|Mobilization and Technology: The Emergence of New Actors and Values through New Digital Media in the Sunflower Movement in Taiwan|
|高格孚 Stéphane Corcuff|
Institute of Political Studies, University of Lyon, France
Mobilization though NICTs in popular protests has often been observed in recent popular revolts or occupy movements in the world, yet the role of the New Information and Communication Technologies (NICTs) in events leading to the revolt, as well as in the unfolding of the revolt itself, has often been neglected, even though they enable and greatly facilitate many important phenomena beyond initial mobilization, such as processes of group construction, collective management of fear, and re/empowerment of the self.
With its gØv Global Summits where civic initiatives proliferate, Taiwan has posited itself as one of the world's beacon of Civic Tech and an actor itself in the increasingly connected technosphere reaching its global stage. In the island, convergence between technology and civil society was early symbolized by the 2012 launch of the gØv galaxy, a response to erratic, incomplete, complex, erroneous or mischievous information, and a tool of civic empowerment. In this context, it is no surprise that the whole range of social networks and the latest ICTs were used to launch & manage the 2014 civic movement of occupation of the Legislative Yuan, with remarkable operational success.
The movement revealed new actors and their values, such as administrative transparency, Taiwanese identity, legislative overview of government's negotiations with China, protection of the island's sovereignty, fair media treatment — while an even wider variety of other issues were progressively added through technological debate: Taiwan's economy, social justice, gender equality, same sex marriage, nuclear power, etc.

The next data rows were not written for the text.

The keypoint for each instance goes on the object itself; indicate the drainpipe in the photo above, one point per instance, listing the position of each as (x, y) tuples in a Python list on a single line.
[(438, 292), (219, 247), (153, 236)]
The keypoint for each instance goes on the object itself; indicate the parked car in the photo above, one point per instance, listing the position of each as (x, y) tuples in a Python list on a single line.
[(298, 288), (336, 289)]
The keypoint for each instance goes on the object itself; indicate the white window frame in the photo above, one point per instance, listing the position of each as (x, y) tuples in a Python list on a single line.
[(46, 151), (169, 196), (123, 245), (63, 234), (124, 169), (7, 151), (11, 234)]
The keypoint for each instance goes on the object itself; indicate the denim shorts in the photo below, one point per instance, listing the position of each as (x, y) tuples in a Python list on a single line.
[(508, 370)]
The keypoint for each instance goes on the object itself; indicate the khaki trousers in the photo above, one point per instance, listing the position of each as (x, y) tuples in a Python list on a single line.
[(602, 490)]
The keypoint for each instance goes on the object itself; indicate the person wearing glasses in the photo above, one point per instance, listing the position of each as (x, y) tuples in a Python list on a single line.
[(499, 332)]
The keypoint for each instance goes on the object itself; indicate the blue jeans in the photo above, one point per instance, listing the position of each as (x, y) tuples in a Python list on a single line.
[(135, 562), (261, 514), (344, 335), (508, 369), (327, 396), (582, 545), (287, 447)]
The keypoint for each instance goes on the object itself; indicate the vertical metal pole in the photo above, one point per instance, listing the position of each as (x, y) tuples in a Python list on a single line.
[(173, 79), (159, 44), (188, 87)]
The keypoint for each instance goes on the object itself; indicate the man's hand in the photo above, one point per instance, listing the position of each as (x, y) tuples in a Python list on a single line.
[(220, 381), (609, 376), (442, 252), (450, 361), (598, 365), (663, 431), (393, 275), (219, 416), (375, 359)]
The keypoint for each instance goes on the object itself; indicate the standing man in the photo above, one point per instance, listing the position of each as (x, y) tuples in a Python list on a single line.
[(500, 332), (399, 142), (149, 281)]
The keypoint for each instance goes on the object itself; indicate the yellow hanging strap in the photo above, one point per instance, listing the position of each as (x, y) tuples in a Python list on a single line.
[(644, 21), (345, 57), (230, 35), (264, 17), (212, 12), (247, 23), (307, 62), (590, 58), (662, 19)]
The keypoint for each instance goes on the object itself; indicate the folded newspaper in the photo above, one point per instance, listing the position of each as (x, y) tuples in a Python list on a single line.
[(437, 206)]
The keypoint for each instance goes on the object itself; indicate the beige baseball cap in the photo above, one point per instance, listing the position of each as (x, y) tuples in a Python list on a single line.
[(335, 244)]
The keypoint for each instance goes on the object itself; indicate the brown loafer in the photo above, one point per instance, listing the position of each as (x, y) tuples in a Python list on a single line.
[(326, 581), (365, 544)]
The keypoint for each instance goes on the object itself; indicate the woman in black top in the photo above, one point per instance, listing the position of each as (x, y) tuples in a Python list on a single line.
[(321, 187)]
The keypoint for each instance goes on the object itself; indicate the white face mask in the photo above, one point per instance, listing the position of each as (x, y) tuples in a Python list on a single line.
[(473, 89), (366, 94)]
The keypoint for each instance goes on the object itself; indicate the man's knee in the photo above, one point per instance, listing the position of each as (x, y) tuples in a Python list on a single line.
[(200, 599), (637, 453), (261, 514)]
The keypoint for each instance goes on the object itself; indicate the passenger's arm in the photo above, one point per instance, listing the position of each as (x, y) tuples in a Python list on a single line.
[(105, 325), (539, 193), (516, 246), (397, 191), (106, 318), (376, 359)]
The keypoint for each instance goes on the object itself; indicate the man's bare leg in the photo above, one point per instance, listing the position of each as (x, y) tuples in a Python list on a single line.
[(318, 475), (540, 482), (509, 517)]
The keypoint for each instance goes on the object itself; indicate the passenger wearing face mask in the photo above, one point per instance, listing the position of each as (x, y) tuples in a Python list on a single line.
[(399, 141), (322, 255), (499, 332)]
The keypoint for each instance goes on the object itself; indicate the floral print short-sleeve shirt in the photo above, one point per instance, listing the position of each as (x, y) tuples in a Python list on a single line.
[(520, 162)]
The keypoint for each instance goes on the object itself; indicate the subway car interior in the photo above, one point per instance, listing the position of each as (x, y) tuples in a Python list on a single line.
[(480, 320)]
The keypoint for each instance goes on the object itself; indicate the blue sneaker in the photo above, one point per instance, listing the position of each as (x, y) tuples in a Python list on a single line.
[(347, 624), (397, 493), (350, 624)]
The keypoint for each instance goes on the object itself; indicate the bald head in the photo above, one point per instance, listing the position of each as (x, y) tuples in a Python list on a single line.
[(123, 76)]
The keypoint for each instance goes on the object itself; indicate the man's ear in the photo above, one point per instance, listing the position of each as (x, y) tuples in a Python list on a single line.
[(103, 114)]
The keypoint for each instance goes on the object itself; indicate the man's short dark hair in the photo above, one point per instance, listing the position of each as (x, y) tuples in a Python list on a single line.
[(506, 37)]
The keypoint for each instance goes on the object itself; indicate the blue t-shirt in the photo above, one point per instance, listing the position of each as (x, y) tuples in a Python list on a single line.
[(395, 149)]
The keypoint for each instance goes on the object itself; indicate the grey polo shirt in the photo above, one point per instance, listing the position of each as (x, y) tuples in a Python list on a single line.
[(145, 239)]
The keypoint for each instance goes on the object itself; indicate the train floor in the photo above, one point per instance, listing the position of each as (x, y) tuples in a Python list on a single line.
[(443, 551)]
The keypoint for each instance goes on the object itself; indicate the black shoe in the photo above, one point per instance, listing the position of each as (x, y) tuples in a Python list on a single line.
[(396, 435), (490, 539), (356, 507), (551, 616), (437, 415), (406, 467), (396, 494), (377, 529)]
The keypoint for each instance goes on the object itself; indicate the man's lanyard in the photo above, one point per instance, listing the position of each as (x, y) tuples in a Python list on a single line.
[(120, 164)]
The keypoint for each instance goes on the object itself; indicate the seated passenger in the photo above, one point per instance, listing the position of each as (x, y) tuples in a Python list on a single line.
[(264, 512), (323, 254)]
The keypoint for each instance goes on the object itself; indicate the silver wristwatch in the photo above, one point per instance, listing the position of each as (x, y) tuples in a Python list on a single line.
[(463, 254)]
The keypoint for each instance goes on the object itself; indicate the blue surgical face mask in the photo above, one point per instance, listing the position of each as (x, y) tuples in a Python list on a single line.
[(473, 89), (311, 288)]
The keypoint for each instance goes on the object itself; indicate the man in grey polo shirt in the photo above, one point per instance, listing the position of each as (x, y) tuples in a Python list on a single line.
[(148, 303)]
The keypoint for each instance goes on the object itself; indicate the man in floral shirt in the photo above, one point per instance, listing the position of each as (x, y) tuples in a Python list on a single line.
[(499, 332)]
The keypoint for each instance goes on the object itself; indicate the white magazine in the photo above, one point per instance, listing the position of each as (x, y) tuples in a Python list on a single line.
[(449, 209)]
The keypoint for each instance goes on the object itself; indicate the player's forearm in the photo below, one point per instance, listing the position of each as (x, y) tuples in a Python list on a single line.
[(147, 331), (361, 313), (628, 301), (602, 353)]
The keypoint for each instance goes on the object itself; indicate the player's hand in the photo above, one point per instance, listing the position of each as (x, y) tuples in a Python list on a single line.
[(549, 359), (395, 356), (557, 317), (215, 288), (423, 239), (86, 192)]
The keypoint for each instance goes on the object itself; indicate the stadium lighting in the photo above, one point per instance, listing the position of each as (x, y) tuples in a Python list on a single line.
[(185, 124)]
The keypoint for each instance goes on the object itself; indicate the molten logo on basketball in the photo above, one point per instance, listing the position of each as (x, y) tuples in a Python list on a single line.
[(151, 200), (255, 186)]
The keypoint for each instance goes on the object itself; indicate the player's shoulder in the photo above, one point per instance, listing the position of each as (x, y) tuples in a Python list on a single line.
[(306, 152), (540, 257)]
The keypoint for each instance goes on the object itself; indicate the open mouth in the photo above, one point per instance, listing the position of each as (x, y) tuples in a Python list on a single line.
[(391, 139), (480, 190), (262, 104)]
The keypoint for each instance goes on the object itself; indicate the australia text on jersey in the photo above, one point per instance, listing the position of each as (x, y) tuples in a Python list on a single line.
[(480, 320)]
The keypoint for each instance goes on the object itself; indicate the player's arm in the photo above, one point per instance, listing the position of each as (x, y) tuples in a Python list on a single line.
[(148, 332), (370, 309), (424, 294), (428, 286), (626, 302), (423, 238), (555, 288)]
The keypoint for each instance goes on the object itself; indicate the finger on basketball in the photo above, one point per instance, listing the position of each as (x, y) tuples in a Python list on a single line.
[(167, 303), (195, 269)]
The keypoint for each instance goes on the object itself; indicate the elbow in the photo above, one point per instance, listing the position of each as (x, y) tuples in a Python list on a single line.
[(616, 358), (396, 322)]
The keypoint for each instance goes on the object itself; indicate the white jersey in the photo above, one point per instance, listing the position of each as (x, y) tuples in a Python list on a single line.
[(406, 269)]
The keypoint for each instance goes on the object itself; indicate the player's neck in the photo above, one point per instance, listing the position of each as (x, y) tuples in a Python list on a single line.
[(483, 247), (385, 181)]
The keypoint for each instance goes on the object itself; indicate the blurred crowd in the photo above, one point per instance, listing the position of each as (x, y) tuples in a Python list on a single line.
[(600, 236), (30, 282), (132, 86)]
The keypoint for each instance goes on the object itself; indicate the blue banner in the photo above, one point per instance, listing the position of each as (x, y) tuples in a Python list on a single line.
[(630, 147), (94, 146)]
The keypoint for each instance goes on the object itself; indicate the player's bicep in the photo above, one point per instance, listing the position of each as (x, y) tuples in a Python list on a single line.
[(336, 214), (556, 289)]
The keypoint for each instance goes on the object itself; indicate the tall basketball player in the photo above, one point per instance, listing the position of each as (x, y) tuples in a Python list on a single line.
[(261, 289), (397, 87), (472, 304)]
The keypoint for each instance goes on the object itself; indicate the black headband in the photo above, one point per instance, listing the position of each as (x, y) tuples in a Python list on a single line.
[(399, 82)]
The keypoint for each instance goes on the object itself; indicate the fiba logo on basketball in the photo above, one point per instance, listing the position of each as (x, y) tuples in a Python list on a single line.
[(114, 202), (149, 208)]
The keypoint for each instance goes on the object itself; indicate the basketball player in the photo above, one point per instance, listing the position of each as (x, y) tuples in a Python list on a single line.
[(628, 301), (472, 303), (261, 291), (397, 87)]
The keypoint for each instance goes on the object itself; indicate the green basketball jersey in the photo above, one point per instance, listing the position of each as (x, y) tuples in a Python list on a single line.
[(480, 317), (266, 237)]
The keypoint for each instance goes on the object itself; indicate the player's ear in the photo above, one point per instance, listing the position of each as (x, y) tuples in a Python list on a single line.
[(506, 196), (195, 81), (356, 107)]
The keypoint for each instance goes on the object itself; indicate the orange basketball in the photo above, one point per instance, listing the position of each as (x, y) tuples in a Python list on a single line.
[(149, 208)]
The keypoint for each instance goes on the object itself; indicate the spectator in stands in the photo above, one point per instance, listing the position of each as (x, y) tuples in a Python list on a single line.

Based on on-site daily observation during the movement in 2014, interviews of participants in 2016 and a review of existing literature in Chinese, English and French languages up to today, this paper will first establish a typology of the multifold use of NICTs in the movement, to characterize the hyper-digitality of a movement physically occupying space. Second, it will try to address the delicate issue of whether the use of social media to discuss civic issues impacts or not the civic consciousness of the users. No definitive answer will be provided there, as there is an enduring debate on this issue, and that no quantitative analysis has been done for this paper. Instead, the qualitative process of research that will be used here (with interviews) will try to provide cadres to reflect upon arguments supporting or denying such a possible correlation. Third, it will raise the question of a possible new actor, which emerged with the multiplication of homo mediaticus in situation of revolt, who possesses the technical tools of knowledge and organization mobilized to protest and disrupt, and who is now in a situation where s/he empowers him/herself: the collective brain formed by thousands of interconnected activists. In doing so, I would like to reflect upon Clive Hamilton’s characterization of human kind, in Defiant Earth, as a "conscious creature" capable of using technology and to bring about a rupture in the Earth's geochronology, asking how conscious is this force, at the level of individual actors who compose it, and whether the same kind of force is capable of producing a real alternative to the current hegemonic model of representative democracy.